Recently I’ve been re-examining both Marx and my understanding of him. One of the most important aspects of Marx’s theory is “fetishism”. Marx first introduces this concept in Chapter 1 of Capital under the heading “The Fetishism of Commodities and the Secret Thereof”.
Often people misunderstand commodity fetishism. Taking the “social relations between things” to refer to the way material things can give us some sort of social status i.e. that material things function as status symbols. It’s readily apparent however that this is not what Marx means.
In Chapter 1 of his analysis, Marx is not dealing with a Capitalist society. He’s dealing with a society of commodity producers. More concrete determinations like “rent” or “wage labour” are completely absent from this world of commodity producers. With that said, every society needs to allocate a social division of labour. Marx gives several examples of different ways this can be done. For example when talking about Communism:
“Let us now picture to ourselves, by way of change, a community of free individuals, carrying on their work with the means of production in common, in which the labour power of all the different individuals is consciously applied as the combined labour power of the community. All the characteristics of Robinson’s labour are here repeated, but with this difference, that they are social, instead of individual. Everything produced by him was exclusively the result of his own personal labour, and therefore simply an object of use for himself. The total product of our community is a social product.”
This is to say: the labour power each individual needs to apply is decided in advance by the community. Therefore, when the individuals go to perform their labour it immediately appears as what it is – carrying out a social function.
However, a commodity producing society presupposes two things about the social formation:
- That labour is carried out privately and independently by individuals.
- That there is a social division of labour which necessitates the exchange of products between individuals to meet social needs
So then if we ask “how is the social distribution of labour regulated” it would be through the exchange of things. This is not always clear with Marx. Marx can be very specific with what he is trying to convey. For example in Chapter 3 when discussing price: “Magnitude of value expresses a relation of social production, it expresses the connexion that necessarily exists between a certain article and the portion of the total labour-time of society required to produce it.”
Or in the section on Commodity fetishism: “As a general rule, articles of utility become commodities, only because they are products of the labour of private individuals or groups of individuals who carry on their work independently of each other. The sum total of the labour of all these private individuals forms the aggregate labour of society. Since the producers do not come into social contact with each other until they exchange their products, the specific social character of each producer’s labour does not show itself except in the act of exchange.”

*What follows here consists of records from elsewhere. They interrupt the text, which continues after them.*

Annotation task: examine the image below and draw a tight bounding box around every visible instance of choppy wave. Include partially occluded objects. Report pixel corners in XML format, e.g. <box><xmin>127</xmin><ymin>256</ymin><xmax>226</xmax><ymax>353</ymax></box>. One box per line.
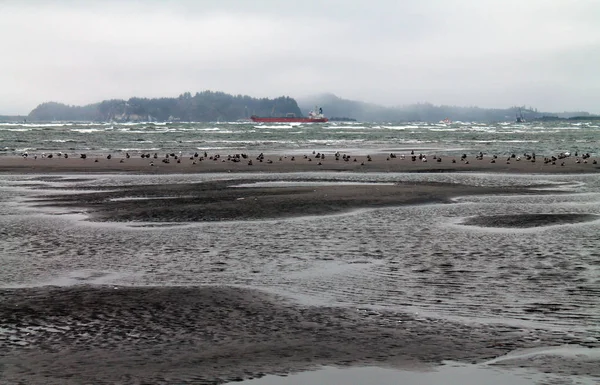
<box><xmin>0</xmin><ymin>120</ymin><xmax>599</xmax><ymax>157</ymax></box>
<box><xmin>71</xmin><ymin>128</ymin><xmax>104</xmax><ymax>133</ymax></box>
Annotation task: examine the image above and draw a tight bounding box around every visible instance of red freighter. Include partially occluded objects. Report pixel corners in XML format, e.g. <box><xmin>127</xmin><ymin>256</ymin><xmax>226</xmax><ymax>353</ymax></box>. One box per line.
<box><xmin>250</xmin><ymin>106</ymin><xmax>328</xmax><ymax>123</ymax></box>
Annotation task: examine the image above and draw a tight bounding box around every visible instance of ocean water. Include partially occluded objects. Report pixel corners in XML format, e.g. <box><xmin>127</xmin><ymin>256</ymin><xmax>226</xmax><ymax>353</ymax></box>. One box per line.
<box><xmin>1</xmin><ymin>120</ymin><xmax>599</xmax><ymax>157</ymax></box>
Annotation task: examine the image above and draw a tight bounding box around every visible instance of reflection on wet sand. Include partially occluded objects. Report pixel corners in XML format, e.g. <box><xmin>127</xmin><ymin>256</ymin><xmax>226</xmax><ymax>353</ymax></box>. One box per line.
<box><xmin>231</xmin><ymin>362</ymin><xmax>598</xmax><ymax>385</ymax></box>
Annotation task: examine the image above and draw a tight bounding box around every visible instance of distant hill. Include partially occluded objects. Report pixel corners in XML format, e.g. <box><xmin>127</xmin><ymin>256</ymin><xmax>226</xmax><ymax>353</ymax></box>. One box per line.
<box><xmin>27</xmin><ymin>91</ymin><xmax>302</xmax><ymax>122</ymax></box>
<box><xmin>297</xmin><ymin>93</ymin><xmax>593</xmax><ymax>123</ymax></box>
<box><xmin>24</xmin><ymin>91</ymin><xmax>596</xmax><ymax>123</ymax></box>
<box><xmin>0</xmin><ymin>115</ymin><xmax>27</xmax><ymax>123</ymax></box>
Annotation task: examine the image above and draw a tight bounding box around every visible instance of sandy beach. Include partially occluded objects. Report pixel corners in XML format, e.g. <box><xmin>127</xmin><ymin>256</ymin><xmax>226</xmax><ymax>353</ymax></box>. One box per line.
<box><xmin>1</xmin><ymin>154</ymin><xmax>599</xmax><ymax>384</ymax></box>
<box><xmin>1</xmin><ymin>151</ymin><xmax>600</xmax><ymax>174</ymax></box>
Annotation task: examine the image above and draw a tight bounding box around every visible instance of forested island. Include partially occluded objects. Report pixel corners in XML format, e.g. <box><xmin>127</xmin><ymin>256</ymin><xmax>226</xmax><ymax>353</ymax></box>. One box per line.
<box><xmin>13</xmin><ymin>90</ymin><xmax>597</xmax><ymax>123</ymax></box>
<box><xmin>27</xmin><ymin>91</ymin><xmax>301</xmax><ymax>122</ymax></box>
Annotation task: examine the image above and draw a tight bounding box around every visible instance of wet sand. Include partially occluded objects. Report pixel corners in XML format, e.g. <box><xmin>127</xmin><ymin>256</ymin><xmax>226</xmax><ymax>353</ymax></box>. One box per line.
<box><xmin>461</xmin><ymin>213</ymin><xmax>600</xmax><ymax>228</ymax></box>
<box><xmin>1</xmin><ymin>157</ymin><xmax>599</xmax><ymax>384</ymax></box>
<box><xmin>1</xmin><ymin>286</ymin><xmax>598</xmax><ymax>385</ymax></box>
<box><xmin>28</xmin><ymin>178</ymin><xmax>551</xmax><ymax>222</ymax></box>
<box><xmin>1</xmin><ymin>152</ymin><xmax>600</xmax><ymax>174</ymax></box>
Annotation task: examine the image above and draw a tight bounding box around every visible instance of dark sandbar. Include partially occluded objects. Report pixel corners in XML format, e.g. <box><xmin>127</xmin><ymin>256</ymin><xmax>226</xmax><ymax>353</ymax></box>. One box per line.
<box><xmin>29</xmin><ymin>179</ymin><xmax>550</xmax><ymax>222</ymax></box>
<box><xmin>1</xmin><ymin>285</ymin><xmax>595</xmax><ymax>384</ymax></box>
<box><xmin>461</xmin><ymin>213</ymin><xmax>599</xmax><ymax>228</ymax></box>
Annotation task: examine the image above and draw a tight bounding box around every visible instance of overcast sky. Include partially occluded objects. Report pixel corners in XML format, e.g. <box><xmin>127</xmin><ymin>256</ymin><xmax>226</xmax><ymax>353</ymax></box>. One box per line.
<box><xmin>1</xmin><ymin>0</ymin><xmax>599</xmax><ymax>114</ymax></box>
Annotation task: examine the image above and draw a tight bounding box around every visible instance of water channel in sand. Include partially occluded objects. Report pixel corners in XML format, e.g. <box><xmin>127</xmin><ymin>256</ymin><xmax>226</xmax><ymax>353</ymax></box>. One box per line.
<box><xmin>231</xmin><ymin>359</ymin><xmax>599</xmax><ymax>385</ymax></box>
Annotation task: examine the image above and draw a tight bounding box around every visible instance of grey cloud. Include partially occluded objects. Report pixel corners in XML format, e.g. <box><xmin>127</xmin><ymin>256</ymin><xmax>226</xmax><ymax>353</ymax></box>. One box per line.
<box><xmin>1</xmin><ymin>0</ymin><xmax>599</xmax><ymax>114</ymax></box>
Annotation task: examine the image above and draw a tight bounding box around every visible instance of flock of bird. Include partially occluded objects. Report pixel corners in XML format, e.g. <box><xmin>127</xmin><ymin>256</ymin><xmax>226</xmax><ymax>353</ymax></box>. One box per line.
<box><xmin>18</xmin><ymin>149</ymin><xmax>597</xmax><ymax>167</ymax></box>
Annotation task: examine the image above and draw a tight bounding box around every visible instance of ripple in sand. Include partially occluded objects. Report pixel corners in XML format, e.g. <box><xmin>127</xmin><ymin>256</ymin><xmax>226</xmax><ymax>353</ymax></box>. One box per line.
<box><xmin>460</xmin><ymin>213</ymin><xmax>600</xmax><ymax>228</ymax></box>
<box><xmin>230</xmin><ymin>181</ymin><xmax>396</xmax><ymax>188</ymax></box>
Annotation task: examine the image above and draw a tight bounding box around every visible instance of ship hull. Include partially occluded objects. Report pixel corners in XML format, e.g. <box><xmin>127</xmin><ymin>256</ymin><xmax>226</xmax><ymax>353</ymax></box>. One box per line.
<box><xmin>250</xmin><ymin>116</ymin><xmax>328</xmax><ymax>123</ymax></box>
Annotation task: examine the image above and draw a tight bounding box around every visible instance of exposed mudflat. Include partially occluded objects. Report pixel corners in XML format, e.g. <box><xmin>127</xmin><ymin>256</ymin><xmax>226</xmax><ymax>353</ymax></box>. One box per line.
<box><xmin>1</xmin><ymin>285</ymin><xmax>597</xmax><ymax>385</ymax></box>
<box><xmin>1</xmin><ymin>172</ymin><xmax>599</xmax><ymax>384</ymax></box>
<box><xmin>28</xmin><ymin>178</ymin><xmax>549</xmax><ymax>222</ymax></box>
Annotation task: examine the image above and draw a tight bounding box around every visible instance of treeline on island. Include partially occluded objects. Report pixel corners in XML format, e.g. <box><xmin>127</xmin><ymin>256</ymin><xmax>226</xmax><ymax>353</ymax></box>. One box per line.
<box><xmin>27</xmin><ymin>91</ymin><xmax>302</xmax><ymax>122</ymax></box>
<box><xmin>22</xmin><ymin>90</ymin><xmax>597</xmax><ymax>123</ymax></box>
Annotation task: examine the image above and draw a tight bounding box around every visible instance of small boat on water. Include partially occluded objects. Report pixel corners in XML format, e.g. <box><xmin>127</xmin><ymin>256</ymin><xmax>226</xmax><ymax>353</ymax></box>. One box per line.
<box><xmin>516</xmin><ymin>108</ymin><xmax>526</xmax><ymax>123</ymax></box>
<box><xmin>251</xmin><ymin>106</ymin><xmax>328</xmax><ymax>123</ymax></box>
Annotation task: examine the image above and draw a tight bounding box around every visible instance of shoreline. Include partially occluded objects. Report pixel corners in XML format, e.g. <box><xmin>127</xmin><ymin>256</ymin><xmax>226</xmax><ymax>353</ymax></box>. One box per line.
<box><xmin>1</xmin><ymin>152</ymin><xmax>600</xmax><ymax>174</ymax></box>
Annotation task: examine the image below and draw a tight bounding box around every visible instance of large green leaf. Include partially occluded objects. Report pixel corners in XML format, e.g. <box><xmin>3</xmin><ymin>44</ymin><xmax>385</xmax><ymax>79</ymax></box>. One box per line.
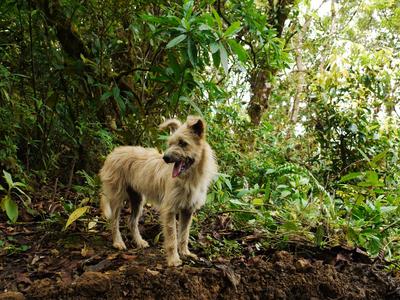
<box><xmin>223</xmin><ymin>21</ymin><xmax>241</xmax><ymax>38</ymax></box>
<box><xmin>166</xmin><ymin>34</ymin><xmax>187</xmax><ymax>49</ymax></box>
<box><xmin>219</xmin><ymin>42</ymin><xmax>229</xmax><ymax>74</ymax></box>
<box><xmin>211</xmin><ymin>8</ymin><xmax>222</xmax><ymax>30</ymax></box>
<box><xmin>100</xmin><ymin>91</ymin><xmax>112</xmax><ymax>103</ymax></box>
<box><xmin>210</xmin><ymin>42</ymin><xmax>219</xmax><ymax>54</ymax></box>
<box><xmin>358</xmin><ymin>171</ymin><xmax>384</xmax><ymax>187</ymax></box>
<box><xmin>280</xmin><ymin>190</ymin><xmax>291</xmax><ymax>199</ymax></box>
<box><xmin>187</xmin><ymin>38</ymin><xmax>197</xmax><ymax>66</ymax></box>
<box><xmin>64</xmin><ymin>206</ymin><xmax>90</xmax><ymax>230</ymax></box>
<box><xmin>371</xmin><ymin>150</ymin><xmax>387</xmax><ymax>165</ymax></box>
<box><xmin>3</xmin><ymin>170</ymin><xmax>13</xmax><ymax>189</ymax></box>
<box><xmin>140</xmin><ymin>14</ymin><xmax>161</xmax><ymax>23</ymax></box>
<box><xmin>3</xmin><ymin>195</ymin><xmax>18</xmax><ymax>223</ymax></box>
<box><xmin>183</xmin><ymin>0</ymin><xmax>193</xmax><ymax>16</ymax></box>
<box><xmin>340</xmin><ymin>172</ymin><xmax>362</xmax><ymax>182</ymax></box>
<box><xmin>227</xmin><ymin>39</ymin><xmax>248</xmax><ymax>62</ymax></box>
<box><xmin>112</xmin><ymin>87</ymin><xmax>126</xmax><ymax>115</ymax></box>
<box><xmin>112</xmin><ymin>86</ymin><xmax>120</xmax><ymax>99</ymax></box>
<box><xmin>212</xmin><ymin>50</ymin><xmax>220</xmax><ymax>68</ymax></box>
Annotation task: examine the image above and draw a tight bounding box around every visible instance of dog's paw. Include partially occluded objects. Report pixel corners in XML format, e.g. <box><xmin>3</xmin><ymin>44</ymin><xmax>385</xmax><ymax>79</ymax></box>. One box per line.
<box><xmin>167</xmin><ymin>256</ymin><xmax>182</xmax><ymax>267</ymax></box>
<box><xmin>113</xmin><ymin>241</ymin><xmax>127</xmax><ymax>250</ymax></box>
<box><xmin>181</xmin><ymin>250</ymin><xmax>198</xmax><ymax>260</ymax></box>
<box><xmin>136</xmin><ymin>239</ymin><xmax>149</xmax><ymax>249</ymax></box>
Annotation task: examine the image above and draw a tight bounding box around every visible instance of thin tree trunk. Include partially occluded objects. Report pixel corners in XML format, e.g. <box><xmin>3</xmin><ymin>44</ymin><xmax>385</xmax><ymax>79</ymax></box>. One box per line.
<box><xmin>290</xmin><ymin>20</ymin><xmax>309</xmax><ymax>123</ymax></box>
<box><xmin>248</xmin><ymin>69</ymin><xmax>273</xmax><ymax>126</ymax></box>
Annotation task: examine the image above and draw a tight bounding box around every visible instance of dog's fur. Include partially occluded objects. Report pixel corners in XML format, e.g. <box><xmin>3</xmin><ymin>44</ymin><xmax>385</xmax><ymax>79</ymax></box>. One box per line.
<box><xmin>99</xmin><ymin>116</ymin><xmax>217</xmax><ymax>266</ymax></box>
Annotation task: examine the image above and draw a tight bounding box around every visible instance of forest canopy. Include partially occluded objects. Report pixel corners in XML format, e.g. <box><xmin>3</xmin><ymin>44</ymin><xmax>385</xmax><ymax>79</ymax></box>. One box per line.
<box><xmin>1</xmin><ymin>0</ymin><xmax>400</xmax><ymax>262</ymax></box>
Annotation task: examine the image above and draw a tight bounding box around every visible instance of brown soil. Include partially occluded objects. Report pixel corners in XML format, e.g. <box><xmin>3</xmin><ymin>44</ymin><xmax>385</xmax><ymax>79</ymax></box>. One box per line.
<box><xmin>1</xmin><ymin>202</ymin><xmax>399</xmax><ymax>300</ymax></box>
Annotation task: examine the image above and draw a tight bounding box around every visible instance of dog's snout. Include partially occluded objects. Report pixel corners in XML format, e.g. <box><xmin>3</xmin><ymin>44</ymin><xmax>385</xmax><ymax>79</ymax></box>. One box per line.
<box><xmin>163</xmin><ymin>155</ymin><xmax>173</xmax><ymax>163</ymax></box>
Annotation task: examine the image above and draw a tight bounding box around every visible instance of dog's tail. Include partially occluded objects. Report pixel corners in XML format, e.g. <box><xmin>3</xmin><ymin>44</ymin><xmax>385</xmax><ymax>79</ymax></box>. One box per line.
<box><xmin>100</xmin><ymin>194</ymin><xmax>112</xmax><ymax>220</ymax></box>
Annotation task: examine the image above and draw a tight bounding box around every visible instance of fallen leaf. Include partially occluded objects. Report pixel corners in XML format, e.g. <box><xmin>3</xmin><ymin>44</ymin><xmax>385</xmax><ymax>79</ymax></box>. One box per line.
<box><xmin>88</xmin><ymin>221</ymin><xmax>97</xmax><ymax>231</ymax></box>
<box><xmin>121</xmin><ymin>253</ymin><xmax>137</xmax><ymax>261</ymax></box>
<box><xmin>146</xmin><ymin>269</ymin><xmax>159</xmax><ymax>276</ymax></box>
<box><xmin>31</xmin><ymin>254</ymin><xmax>43</xmax><ymax>265</ymax></box>
<box><xmin>107</xmin><ymin>253</ymin><xmax>119</xmax><ymax>260</ymax></box>
<box><xmin>51</xmin><ymin>249</ymin><xmax>59</xmax><ymax>256</ymax></box>
<box><xmin>64</xmin><ymin>206</ymin><xmax>90</xmax><ymax>230</ymax></box>
<box><xmin>81</xmin><ymin>244</ymin><xmax>95</xmax><ymax>257</ymax></box>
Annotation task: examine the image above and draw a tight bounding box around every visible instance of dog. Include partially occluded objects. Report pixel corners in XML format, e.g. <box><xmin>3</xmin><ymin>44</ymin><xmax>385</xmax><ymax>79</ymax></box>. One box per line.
<box><xmin>99</xmin><ymin>116</ymin><xmax>217</xmax><ymax>266</ymax></box>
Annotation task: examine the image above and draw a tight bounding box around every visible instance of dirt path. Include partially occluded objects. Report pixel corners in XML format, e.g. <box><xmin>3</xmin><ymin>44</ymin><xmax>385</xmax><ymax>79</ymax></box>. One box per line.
<box><xmin>1</xmin><ymin>214</ymin><xmax>399</xmax><ymax>299</ymax></box>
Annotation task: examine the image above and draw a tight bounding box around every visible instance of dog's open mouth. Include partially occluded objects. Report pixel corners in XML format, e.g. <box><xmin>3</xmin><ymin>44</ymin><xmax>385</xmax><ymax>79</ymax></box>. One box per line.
<box><xmin>172</xmin><ymin>158</ymin><xmax>194</xmax><ymax>178</ymax></box>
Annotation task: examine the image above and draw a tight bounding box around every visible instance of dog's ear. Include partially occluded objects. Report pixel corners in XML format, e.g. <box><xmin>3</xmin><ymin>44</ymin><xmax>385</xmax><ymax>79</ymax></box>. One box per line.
<box><xmin>187</xmin><ymin>116</ymin><xmax>205</xmax><ymax>138</ymax></box>
<box><xmin>159</xmin><ymin>119</ymin><xmax>182</xmax><ymax>133</ymax></box>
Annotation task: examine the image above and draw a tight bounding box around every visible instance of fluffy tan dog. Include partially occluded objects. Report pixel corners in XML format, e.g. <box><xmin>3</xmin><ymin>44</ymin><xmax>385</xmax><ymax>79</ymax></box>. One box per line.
<box><xmin>99</xmin><ymin>116</ymin><xmax>217</xmax><ymax>266</ymax></box>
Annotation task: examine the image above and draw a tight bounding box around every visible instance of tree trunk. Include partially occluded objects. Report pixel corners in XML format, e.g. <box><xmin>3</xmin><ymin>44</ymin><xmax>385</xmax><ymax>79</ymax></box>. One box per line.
<box><xmin>248</xmin><ymin>69</ymin><xmax>273</xmax><ymax>125</ymax></box>
<box><xmin>246</xmin><ymin>0</ymin><xmax>295</xmax><ymax>126</ymax></box>
<box><xmin>290</xmin><ymin>19</ymin><xmax>309</xmax><ymax>123</ymax></box>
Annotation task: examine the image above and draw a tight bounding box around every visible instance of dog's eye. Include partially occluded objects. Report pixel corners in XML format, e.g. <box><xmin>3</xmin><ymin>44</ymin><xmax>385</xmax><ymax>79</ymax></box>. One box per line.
<box><xmin>178</xmin><ymin>139</ymin><xmax>188</xmax><ymax>148</ymax></box>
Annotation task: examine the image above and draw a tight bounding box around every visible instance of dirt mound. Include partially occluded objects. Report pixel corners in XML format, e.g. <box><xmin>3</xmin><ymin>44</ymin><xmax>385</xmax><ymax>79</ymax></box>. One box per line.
<box><xmin>2</xmin><ymin>246</ymin><xmax>399</xmax><ymax>300</ymax></box>
<box><xmin>1</xmin><ymin>212</ymin><xmax>399</xmax><ymax>300</ymax></box>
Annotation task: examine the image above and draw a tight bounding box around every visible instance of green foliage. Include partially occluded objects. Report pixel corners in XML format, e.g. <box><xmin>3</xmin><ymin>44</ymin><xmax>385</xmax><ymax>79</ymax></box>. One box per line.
<box><xmin>0</xmin><ymin>171</ymin><xmax>32</xmax><ymax>223</ymax></box>
<box><xmin>203</xmin><ymin>82</ymin><xmax>400</xmax><ymax>258</ymax></box>
<box><xmin>0</xmin><ymin>236</ymin><xmax>30</xmax><ymax>255</ymax></box>
<box><xmin>203</xmin><ymin>154</ymin><xmax>399</xmax><ymax>259</ymax></box>
<box><xmin>199</xmin><ymin>235</ymin><xmax>243</xmax><ymax>260</ymax></box>
<box><xmin>0</xmin><ymin>0</ymin><xmax>289</xmax><ymax>181</ymax></box>
<box><xmin>336</xmin><ymin>166</ymin><xmax>400</xmax><ymax>257</ymax></box>
<box><xmin>73</xmin><ymin>170</ymin><xmax>101</xmax><ymax>200</ymax></box>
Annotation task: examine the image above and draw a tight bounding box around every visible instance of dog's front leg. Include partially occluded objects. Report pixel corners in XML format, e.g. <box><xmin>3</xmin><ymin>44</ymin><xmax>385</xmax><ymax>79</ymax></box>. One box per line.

In other words, the function of the social relation of “value” and the equal treatment of qualitatively different kinds of labour is to regulate the social distribution of labour. This means that the social distribution of labour is regulated by the material relations between commodity producers. By bringing my commodity into relation with the universal equivalent, my labour stands in relation to all other labours. My private labour becomes a part of the social distribution of labour, but this is only accomplished through the act of exchange which is a relation between materials. This is why Marx refers to “material relations between people and social relations between things”. The material relations between commodities regulates the social distribution of labour. This is why Marx refers to commodity production as “indirectly” social labour, “social hieroglyphics” or to the “reification” of production relations. Social relations only become established indirectly through relations between the products of labour as opposed to social relations established between individuals regulating the production of material.
Marx compares this to the realm of religion. Where the products of our mind exert a power over us, so in commodity producing society the products of our hand hold a power of us by establishing the proportions in which we share in the total distribution of labour, and therefore to what degree our social needs (and which kinds) can be met.
One has to be careful then, to treat commodity fetishism as the sole fetishism of Capitalist society as opposed to one part of a more general theory of fetishism. But then we must ask: what is fetishism? In Marxian discourse fetishism generally refers to believing the social or economic properties a thing obtains in a given set of social relations to be a “natural” or “intrinsic” part of the actual material thing. Marx talks about this at the end of the Chapter, where he quotes several economist referring to value as a “property” of thing as opposed to the “use-value” as a socially determined property. The power of commodities to establish a social distribution of labour is taken to be natural, and therefore the way we interact in these relations is “natural” too. Take for example, Adam Smith’s point that humans have a propensity to “truck, barter and exchange”.